無自覚系お姫様は溺れるほどに愛され中

だから帰り道の途中に寄った牛丼チェーン店でなんとなくその辺のことを聞いてみた。


「母親から聞いたんだけど、なんか俺、金持ちの息子だったらしいな」


カレーを掻き込んでいたじゅんが米を吹いた。
何も言わずいそいそと汚れたテーブルを拭く他ふたりを見て思った、絶対こいつらなんか隠してる。


「じゃあおまえもしかして転校すんの?」

「するかよ。そういうの全部放棄したって言ってたし」

「確かに星菏宮なんて璃央には合わないよな」


シンタの言葉にサトとじゅんはフリーズして、それに気づいたシンタは慌てて口を塞いでみせた。
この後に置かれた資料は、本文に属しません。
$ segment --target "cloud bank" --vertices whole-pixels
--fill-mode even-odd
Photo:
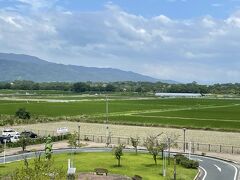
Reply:
[[[226,19],[171,19],[104,10],[70,11],[57,0],[0,9],[0,51],[64,64],[114,67],[159,79],[239,82],[240,11]]]

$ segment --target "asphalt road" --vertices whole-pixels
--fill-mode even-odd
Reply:
[[[75,150],[74,150],[75,151]],[[79,148],[77,152],[110,152],[110,148]],[[132,151],[125,149],[125,151]],[[73,152],[71,149],[54,150],[54,154]],[[143,150],[143,152],[146,152]],[[44,152],[31,152],[20,155],[6,156],[5,162],[10,163],[14,161],[23,160],[24,158],[32,158]],[[203,170],[201,180],[237,180],[239,169],[232,163],[222,161],[219,159],[191,155],[191,159],[199,161],[200,168]],[[0,164],[4,163],[4,158],[0,158]]]
[[[202,180],[237,180],[239,169],[232,163],[219,159],[191,156],[198,160],[200,168],[204,171]]]

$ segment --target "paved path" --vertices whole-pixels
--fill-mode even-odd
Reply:
[[[54,150],[54,154],[60,153],[69,153],[69,152],[111,152],[111,148],[79,148],[79,149],[59,149]],[[125,149],[125,151],[133,151],[133,149]],[[141,151],[141,150],[139,150]],[[142,150],[142,152],[146,152],[146,150]],[[30,152],[19,155],[11,155],[6,156],[5,160],[3,157],[0,158],[0,164],[10,163],[14,161],[23,160],[24,158],[32,158],[38,155],[39,153],[43,153],[43,151],[38,152]],[[219,159],[191,155],[191,159],[199,161],[200,168],[203,170],[203,174],[200,177],[201,180],[237,180],[239,169],[232,163],[222,161]]]
[[[237,180],[239,169],[232,163],[215,158],[191,156],[198,160],[203,174],[202,180]]]

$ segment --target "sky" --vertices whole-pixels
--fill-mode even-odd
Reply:
[[[0,0],[0,52],[240,82],[240,0]]]

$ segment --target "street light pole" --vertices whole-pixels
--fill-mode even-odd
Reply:
[[[176,168],[176,157],[174,156],[174,172],[173,172],[173,179],[177,179],[177,168]]]
[[[186,152],[186,128],[183,128],[183,152]]]
[[[170,146],[171,146],[171,139],[168,138],[168,165],[170,165]]]
[[[192,142],[189,142],[188,159],[191,158],[191,153],[192,153]]]
[[[165,157],[165,151],[163,151],[163,177],[166,176],[166,157]]]
[[[106,96],[106,120],[108,123],[108,97]]]

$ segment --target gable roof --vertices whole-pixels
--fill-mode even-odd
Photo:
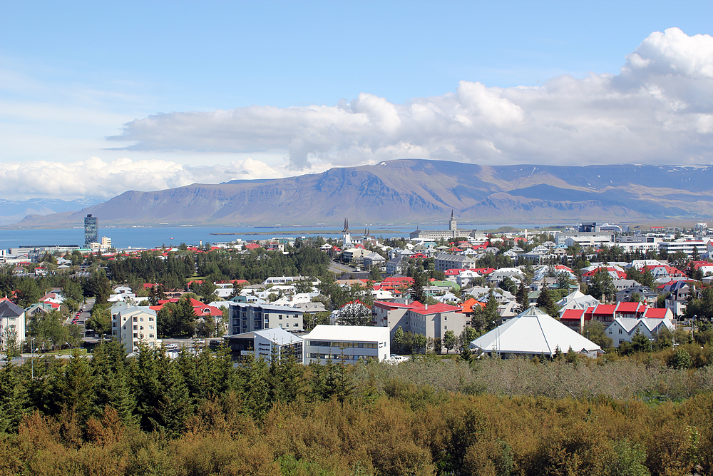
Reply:
[[[0,318],[19,318],[25,310],[9,300],[0,302]]]
[[[553,355],[558,347],[567,352],[601,351],[587,338],[537,308],[530,308],[471,343],[486,352]]]

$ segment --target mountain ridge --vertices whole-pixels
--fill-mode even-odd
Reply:
[[[61,228],[86,213],[103,224],[230,226],[339,221],[414,223],[456,211],[478,223],[702,220],[713,216],[713,166],[491,166],[426,159],[163,191],[128,191],[78,211],[16,223]]]

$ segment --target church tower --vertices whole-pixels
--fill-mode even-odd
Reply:
[[[342,231],[342,246],[346,250],[347,247],[352,244],[352,236],[349,234],[349,221],[344,218],[344,229]]]

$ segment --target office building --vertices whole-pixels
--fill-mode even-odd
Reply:
[[[89,248],[93,243],[99,243],[99,224],[96,217],[89,213],[84,217],[84,247]]]

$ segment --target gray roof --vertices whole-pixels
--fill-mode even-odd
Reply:
[[[25,310],[12,301],[0,302],[0,318],[19,318]]]

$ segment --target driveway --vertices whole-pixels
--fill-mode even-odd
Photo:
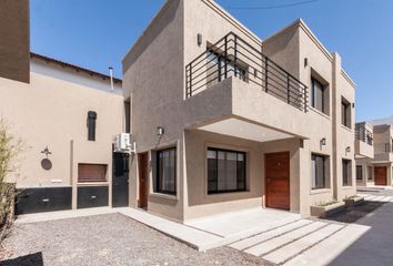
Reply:
[[[4,247],[1,265],[263,265],[230,247],[196,252],[118,213],[17,224]]]

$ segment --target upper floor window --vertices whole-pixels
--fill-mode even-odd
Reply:
[[[341,98],[341,123],[351,129],[351,103]]]
[[[88,112],[88,140],[95,141],[95,121],[97,113],[94,111]]]
[[[311,106],[329,114],[328,90],[319,80],[311,78]]]
[[[343,158],[343,186],[352,185],[352,161]]]

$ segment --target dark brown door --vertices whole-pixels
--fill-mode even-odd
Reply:
[[[374,167],[374,184],[375,185],[387,185],[386,167],[385,166],[375,166]]]
[[[265,155],[265,205],[290,209],[290,153]]]
[[[149,153],[138,154],[139,201],[138,207],[148,208],[149,196]]]

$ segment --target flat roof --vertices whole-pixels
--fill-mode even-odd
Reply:
[[[79,66],[79,65],[75,65],[75,64],[67,63],[67,62],[60,61],[58,59],[48,58],[48,57],[42,55],[42,54],[30,52],[30,58],[36,58],[36,59],[40,59],[40,60],[43,60],[43,61],[47,61],[47,62],[50,62],[50,63],[56,63],[58,65],[61,65],[62,68],[74,69],[78,72],[79,71],[80,72],[84,72],[87,74],[90,74],[91,76],[98,76],[98,78],[101,78],[103,80],[110,79],[110,76],[108,74],[103,74],[103,73],[100,73],[100,72],[97,72],[97,71],[92,71],[92,70],[89,70],[89,69],[85,69],[85,68],[82,68],[82,66]],[[122,80],[113,76],[113,82],[114,83],[122,83]]]

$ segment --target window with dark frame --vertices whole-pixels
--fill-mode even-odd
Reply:
[[[316,79],[311,78],[311,106],[326,114],[325,101],[325,86]]]
[[[88,140],[95,141],[95,121],[97,113],[94,111],[88,112]]]
[[[177,149],[157,151],[155,192],[177,194]]]
[[[341,123],[351,129],[351,103],[344,98],[341,99]]]
[[[343,167],[343,186],[351,186],[352,185],[352,161],[343,158],[342,161]]]
[[[311,188],[320,190],[326,188],[326,166],[328,156],[312,154],[311,155]]]
[[[372,166],[367,166],[367,180],[371,181],[373,180],[373,167]]]
[[[356,180],[363,181],[363,166],[356,165]]]
[[[243,192],[245,183],[245,153],[208,149],[208,194]]]
[[[213,49],[208,49],[208,64],[206,64],[206,84],[212,86],[225,79],[225,57]],[[226,76],[236,75],[240,80],[246,81],[248,71],[239,63],[232,60],[226,60]]]

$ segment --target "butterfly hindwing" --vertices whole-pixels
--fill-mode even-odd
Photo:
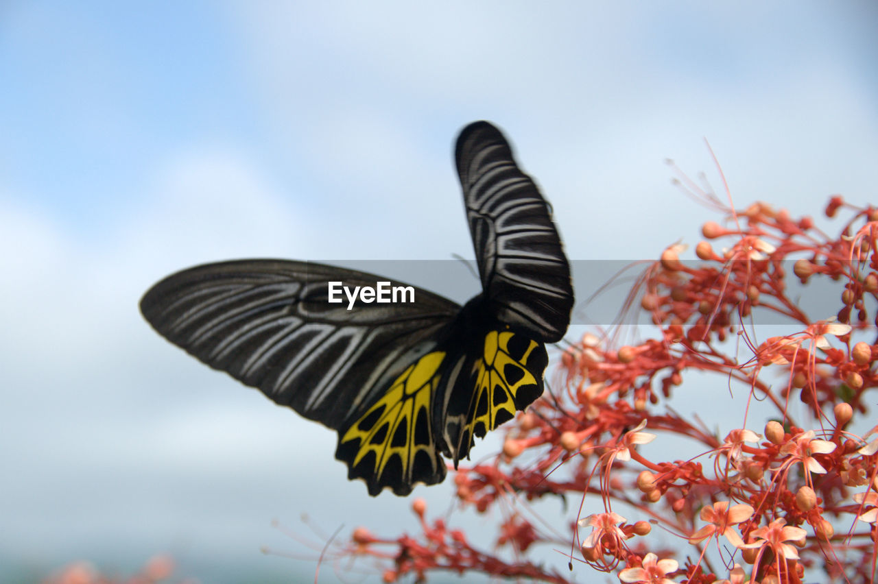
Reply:
[[[349,479],[366,481],[370,495],[389,487],[405,495],[415,482],[445,478],[431,416],[445,357],[433,351],[419,358],[362,415],[339,429],[335,458],[348,465]]]
[[[507,329],[489,329],[481,339],[447,400],[443,438],[455,466],[475,437],[511,420],[543,394],[549,362],[543,343]]]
「なんで転校先が星菏宮って知ってんだよ? みんな俺に黙ってることあるんじゃない?」


意識を取り戻して体調もだいぶ落ち着いてきた頃、あの時ホテルで会うはずだった顔も知らない父親と、存在すら知らなかった弟が見舞いにやって来た。


同い年のその弟、柊佳が星菏宮に通ってるってことは俺ら家族しか知らないはず。
今さら何を聞かされても驚かないのに、なんで隠し事なんかするんだろうと思ったら腹が立った。
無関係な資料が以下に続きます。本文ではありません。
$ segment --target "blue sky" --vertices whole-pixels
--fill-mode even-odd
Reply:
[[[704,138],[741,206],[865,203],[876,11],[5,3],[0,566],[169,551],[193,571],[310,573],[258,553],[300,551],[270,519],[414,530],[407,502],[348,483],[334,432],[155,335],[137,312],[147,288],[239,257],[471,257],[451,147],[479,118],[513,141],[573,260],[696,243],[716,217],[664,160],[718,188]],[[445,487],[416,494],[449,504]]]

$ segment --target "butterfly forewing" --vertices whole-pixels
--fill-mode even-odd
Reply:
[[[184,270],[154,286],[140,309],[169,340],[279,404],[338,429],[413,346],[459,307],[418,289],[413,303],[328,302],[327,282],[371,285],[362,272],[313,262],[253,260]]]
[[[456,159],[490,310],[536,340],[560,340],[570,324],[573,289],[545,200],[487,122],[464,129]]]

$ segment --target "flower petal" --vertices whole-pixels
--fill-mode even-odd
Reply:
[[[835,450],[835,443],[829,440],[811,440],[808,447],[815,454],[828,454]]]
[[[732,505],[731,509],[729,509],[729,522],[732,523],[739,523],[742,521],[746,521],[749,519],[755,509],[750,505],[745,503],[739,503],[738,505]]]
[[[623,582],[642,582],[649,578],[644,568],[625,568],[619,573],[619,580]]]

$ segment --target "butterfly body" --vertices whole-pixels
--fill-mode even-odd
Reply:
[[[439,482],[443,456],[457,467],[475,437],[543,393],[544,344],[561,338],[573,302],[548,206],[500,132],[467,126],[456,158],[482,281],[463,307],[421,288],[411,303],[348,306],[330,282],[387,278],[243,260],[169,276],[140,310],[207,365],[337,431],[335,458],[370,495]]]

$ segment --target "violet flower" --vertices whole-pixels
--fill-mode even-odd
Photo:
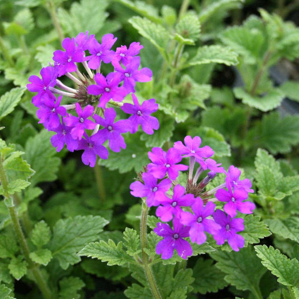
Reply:
[[[144,101],[140,106],[134,94],[132,94],[132,98],[133,105],[125,103],[120,107],[124,112],[133,115],[128,119],[131,121],[131,133],[132,134],[136,133],[140,124],[142,130],[147,134],[153,134],[153,129],[158,130],[159,129],[159,121],[156,118],[150,115],[158,110],[159,105],[155,103],[155,99]]]
[[[176,218],[173,219],[173,230],[167,223],[161,222],[158,222],[157,227],[154,229],[154,231],[156,234],[164,238],[157,244],[156,252],[157,254],[162,254],[161,258],[163,260],[167,260],[173,256],[175,249],[178,254],[185,260],[188,256],[192,255],[193,253],[189,242],[183,239],[189,236],[188,231],[190,227],[184,226]]]
[[[244,238],[237,233],[244,230],[244,219],[232,218],[229,215],[227,216],[224,212],[220,210],[213,213],[213,218],[215,222],[221,227],[216,233],[213,234],[217,245],[222,245],[227,240],[229,245],[235,251],[239,251],[239,248],[244,247]]]

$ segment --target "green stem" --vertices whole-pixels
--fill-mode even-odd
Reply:
[[[145,248],[147,248],[147,222],[148,211],[148,207],[145,203],[143,203],[140,228],[140,239],[142,258],[142,267],[144,269],[145,276],[150,285],[150,288],[154,298],[155,299],[162,299],[159,291],[158,286],[156,282],[156,280],[154,276],[154,273],[150,264],[148,256],[144,250]]]
[[[9,199],[10,196],[8,192],[8,182],[3,167],[2,159],[0,160],[0,181],[4,191],[3,194],[5,199]],[[36,282],[39,288],[45,299],[51,299],[52,295],[50,289],[47,285],[47,283],[43,277],[39,269],[36,264],[30,258],[30,251],[28,247],[26,239],[23,234],[18,218],[18,214],[16,207],[13,203],[13,199],[10,199],[13,203],[11,206],[8,206],[13,229],[18,239],[19,244],[27,262],[30,270],[32,272]]]
[[[0,49],[1,49],[3,56],[9,65],[10,66],[12,67],[13,67],[14,65],[15,64],[12,59],[9,55],[8,50],[4,44],[3,39],[1,36],[0,36]]]
[[[48,11],[51,16],[53,25],[54,25],[55,29],[58,34],[58,37],[60,42],[62,42],[62,41],[64,39],[64,35],[63,32],[60,26],[59,20],[57,17],[56,12],[56,7],[53,1],[50,0],[47,2],[47,7]]]

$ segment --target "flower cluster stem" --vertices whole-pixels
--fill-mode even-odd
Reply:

「実は俺ら……璃央の弟の柊佳と仲良くなっちゃったんだよ」
と、サト。


「毎日見舞いに来てて絶対璃央の母ちゃん狙いだと思ってたのに違ったしなぁ」
とじゅん。


「ほんと普通にいいやつ。でもあいつは璃央の敵じゃん。しかもあんなハイスペックが相手だなんて……」
と、シンタ。


サトは観念して牛丼を食べるのをやめ、じゅんはスプーンを放り出し、シンタは気まずそうに水をぐびぐび飲んだ。
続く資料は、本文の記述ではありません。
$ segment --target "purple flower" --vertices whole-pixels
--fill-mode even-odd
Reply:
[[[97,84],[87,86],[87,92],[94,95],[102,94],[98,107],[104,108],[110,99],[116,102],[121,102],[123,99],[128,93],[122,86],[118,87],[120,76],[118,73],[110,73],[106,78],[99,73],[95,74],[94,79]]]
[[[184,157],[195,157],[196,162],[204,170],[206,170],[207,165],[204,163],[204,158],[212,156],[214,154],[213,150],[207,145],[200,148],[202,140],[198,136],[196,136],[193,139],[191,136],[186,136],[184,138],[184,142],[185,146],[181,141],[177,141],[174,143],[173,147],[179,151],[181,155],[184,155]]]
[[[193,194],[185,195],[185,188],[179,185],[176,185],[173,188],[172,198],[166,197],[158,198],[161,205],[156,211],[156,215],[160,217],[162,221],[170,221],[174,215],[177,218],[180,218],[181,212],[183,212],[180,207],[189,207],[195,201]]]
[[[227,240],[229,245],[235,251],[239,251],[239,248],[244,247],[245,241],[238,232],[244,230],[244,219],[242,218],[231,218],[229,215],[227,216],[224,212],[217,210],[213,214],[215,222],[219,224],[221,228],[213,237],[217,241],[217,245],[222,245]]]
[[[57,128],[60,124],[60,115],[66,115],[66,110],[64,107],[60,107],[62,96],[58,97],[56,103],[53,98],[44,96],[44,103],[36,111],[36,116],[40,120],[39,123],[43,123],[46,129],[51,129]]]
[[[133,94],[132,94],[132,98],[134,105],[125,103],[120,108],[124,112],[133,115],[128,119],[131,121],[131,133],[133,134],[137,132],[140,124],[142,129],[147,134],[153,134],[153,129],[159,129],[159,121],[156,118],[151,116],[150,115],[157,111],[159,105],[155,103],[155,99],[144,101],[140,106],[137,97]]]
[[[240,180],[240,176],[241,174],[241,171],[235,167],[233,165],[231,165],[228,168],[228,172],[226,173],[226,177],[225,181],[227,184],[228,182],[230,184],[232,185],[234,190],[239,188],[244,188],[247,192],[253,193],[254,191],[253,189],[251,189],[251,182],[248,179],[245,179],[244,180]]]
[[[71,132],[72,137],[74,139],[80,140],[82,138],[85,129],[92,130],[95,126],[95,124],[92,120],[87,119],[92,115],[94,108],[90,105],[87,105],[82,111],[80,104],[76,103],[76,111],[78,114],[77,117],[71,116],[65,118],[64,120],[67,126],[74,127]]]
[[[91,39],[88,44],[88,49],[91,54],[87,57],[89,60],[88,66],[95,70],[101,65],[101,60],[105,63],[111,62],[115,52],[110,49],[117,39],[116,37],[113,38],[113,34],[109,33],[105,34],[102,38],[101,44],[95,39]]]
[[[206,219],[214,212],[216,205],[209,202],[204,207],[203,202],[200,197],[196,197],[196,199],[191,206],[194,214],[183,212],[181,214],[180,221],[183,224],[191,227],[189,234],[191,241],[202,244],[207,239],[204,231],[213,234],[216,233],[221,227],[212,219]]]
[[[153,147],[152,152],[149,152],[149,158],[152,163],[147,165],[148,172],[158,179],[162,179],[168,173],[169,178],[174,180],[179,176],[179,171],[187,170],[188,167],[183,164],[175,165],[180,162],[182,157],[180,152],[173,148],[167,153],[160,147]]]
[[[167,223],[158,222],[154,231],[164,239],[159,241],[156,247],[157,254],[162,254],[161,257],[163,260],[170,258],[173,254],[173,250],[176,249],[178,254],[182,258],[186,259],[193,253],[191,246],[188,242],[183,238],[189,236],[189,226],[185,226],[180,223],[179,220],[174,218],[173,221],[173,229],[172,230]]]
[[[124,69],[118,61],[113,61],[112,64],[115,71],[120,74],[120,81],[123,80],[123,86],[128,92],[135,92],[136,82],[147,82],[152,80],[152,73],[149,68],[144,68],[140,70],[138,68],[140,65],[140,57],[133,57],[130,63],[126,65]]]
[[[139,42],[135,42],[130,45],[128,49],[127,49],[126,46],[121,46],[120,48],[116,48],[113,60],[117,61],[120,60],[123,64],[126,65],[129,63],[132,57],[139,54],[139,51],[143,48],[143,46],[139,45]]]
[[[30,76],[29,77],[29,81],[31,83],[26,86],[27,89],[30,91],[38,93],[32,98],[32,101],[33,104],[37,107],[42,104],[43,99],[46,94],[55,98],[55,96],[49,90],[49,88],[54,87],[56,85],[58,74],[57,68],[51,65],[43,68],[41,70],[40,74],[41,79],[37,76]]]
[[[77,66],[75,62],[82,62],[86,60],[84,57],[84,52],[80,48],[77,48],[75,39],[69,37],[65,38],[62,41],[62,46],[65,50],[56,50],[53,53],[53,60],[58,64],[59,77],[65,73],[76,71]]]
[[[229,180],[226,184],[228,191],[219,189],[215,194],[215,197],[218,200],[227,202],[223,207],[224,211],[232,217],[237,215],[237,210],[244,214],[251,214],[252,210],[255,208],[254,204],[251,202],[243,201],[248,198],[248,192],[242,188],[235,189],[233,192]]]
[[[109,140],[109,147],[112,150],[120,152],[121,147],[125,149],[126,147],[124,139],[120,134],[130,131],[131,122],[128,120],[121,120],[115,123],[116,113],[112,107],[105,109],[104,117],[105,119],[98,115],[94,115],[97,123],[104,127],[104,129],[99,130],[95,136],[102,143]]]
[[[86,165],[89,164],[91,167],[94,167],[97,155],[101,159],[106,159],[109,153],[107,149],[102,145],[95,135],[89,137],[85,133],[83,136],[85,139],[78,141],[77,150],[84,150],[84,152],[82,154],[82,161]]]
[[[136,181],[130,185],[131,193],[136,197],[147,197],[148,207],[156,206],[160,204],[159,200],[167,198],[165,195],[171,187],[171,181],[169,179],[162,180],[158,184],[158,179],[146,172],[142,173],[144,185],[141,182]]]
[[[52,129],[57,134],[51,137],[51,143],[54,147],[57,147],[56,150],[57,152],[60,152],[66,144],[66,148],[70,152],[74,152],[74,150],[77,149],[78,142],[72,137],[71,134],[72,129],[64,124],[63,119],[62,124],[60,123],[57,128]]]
「柊佳が熟女好きってのは誤解だしハイスペックなのは本当だけど、何であいつが俺の敵なんだよ」


素朴な疑問を口にしたら、みんな口をぽかんと開けたまま動かなくなった。


「家督争いもないし、あいつと張り合う理由がないだろ。もし仮になんかあるんならそれ教えろよ。なんかすっきりしなくてすげー気持ち悪いんだ」


じゅんが最後に残しておいたトッピングの唐揚げを分かりやすく奪ったのに、誰も何もつっこんでくれない。


三人は悪い頭を寄せあって相談を始めて……でも意外とすぐに答えが出たらしく、俺の目をしっかりと見てこう言った。


「璃央は絶対真実にたどり着くってわかってるから俺からはなんも言わん!」


「そうだ、その方がメロい!」


「美味しいものは最後に取っておいたほうが断然うまいしな。って俺の唐揚げどこだよ!」
 

何を言っているのかいまいちわからないけど、みんながいつも通りだったから寂しさは紛れた。医者も時間が最良の薬って言ってたしな。


「そっか。じゃ、まぁいっか」


こいつらがそう言うんなら、くだぐだ悩むのはもうやめた。